Nokia does not anticipate significant growth in the US economy until the end of 2002, said chief executive Jorma Ollila.
In Europe, the company's predictions are equally grim. "I don't think there's going to be any good news in Europe in the next nine months," said Ollila. "Europe will follow the US economy, with some delay."
Looking beyond Christmas, Nokia predicted that sales will pick up in 2002, with up to 440m handsets sold worldwide. This represents year-on-year market volume growth of between 10% and 15%. Double-digit annual volume growth should continue from 2002, said Nokia.
Wood backed the company's forecasts, saying that the industry will see a stable growth curve instead of jumps and falls. The number of handsets sold worldwide rose from 283m in 1999 to 413m in 2000. Dataquest now expects a 10% drop year-on-year for 2001.

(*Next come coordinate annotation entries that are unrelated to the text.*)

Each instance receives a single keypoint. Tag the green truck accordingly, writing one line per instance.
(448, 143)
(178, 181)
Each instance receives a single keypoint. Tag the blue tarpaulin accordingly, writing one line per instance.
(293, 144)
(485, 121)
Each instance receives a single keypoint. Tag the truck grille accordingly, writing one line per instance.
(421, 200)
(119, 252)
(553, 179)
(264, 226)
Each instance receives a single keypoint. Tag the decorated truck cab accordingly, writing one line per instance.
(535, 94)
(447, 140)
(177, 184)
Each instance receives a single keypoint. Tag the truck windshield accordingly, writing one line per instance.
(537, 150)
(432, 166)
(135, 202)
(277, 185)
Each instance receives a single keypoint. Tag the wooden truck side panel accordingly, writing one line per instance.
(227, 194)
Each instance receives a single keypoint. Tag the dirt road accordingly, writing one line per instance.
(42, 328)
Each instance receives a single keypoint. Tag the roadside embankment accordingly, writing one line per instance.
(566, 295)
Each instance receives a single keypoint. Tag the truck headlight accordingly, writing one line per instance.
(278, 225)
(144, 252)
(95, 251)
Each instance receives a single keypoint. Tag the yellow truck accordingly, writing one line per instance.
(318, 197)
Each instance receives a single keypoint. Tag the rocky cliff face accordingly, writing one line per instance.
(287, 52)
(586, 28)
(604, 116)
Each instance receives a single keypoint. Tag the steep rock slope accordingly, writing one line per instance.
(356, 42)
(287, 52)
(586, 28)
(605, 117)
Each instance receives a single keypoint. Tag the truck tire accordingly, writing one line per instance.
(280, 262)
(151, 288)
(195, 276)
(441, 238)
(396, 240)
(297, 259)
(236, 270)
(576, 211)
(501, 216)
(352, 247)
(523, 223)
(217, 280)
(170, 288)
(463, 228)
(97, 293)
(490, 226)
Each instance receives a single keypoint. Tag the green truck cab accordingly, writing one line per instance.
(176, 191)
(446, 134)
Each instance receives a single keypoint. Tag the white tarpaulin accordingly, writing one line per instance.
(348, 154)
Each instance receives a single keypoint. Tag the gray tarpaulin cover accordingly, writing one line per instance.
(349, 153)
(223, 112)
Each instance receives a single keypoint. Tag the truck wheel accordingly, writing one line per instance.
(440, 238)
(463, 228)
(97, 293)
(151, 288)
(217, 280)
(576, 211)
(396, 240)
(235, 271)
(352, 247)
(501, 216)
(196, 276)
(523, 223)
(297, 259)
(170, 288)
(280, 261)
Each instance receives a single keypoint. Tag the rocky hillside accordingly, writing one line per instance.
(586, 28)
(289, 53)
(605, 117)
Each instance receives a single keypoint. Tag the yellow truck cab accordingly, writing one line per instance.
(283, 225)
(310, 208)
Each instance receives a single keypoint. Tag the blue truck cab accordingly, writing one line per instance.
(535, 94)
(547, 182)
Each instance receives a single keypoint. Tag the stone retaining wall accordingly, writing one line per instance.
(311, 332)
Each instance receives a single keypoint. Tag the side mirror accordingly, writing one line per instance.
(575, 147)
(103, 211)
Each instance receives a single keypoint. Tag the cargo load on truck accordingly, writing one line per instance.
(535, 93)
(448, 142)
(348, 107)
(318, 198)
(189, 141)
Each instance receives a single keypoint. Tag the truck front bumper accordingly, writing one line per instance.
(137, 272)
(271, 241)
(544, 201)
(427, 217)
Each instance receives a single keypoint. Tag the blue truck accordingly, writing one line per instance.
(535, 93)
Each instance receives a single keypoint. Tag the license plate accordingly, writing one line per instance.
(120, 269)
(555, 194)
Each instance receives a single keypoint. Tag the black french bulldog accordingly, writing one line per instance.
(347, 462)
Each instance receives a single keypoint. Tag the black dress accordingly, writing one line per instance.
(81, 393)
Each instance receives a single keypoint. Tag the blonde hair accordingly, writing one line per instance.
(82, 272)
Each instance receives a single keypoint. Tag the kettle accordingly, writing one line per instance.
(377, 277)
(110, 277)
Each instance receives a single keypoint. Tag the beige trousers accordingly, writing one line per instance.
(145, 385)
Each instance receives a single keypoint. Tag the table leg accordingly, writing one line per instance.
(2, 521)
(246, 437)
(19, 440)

"We are headed for a more stable growth curve, between 10% and 15%. The year 2001 is reflecting the phenomenal growth in 2000," Wood said.
Nokia repeated its long-term goal of gaining a 40% share of the handset market. The company held a 33.4% share in the third quarter of 2001, according to Dataquest.
Nokia said it expects 15% in revenue growth for both its handset and mobile infrastructure divisions for the full year 2002. The company also reiterated that it expects the number of mobile phone subscribers to hit one billion in the first half of next year, adding that 3G handsets should make up roughly 10% of handset sales in 2003.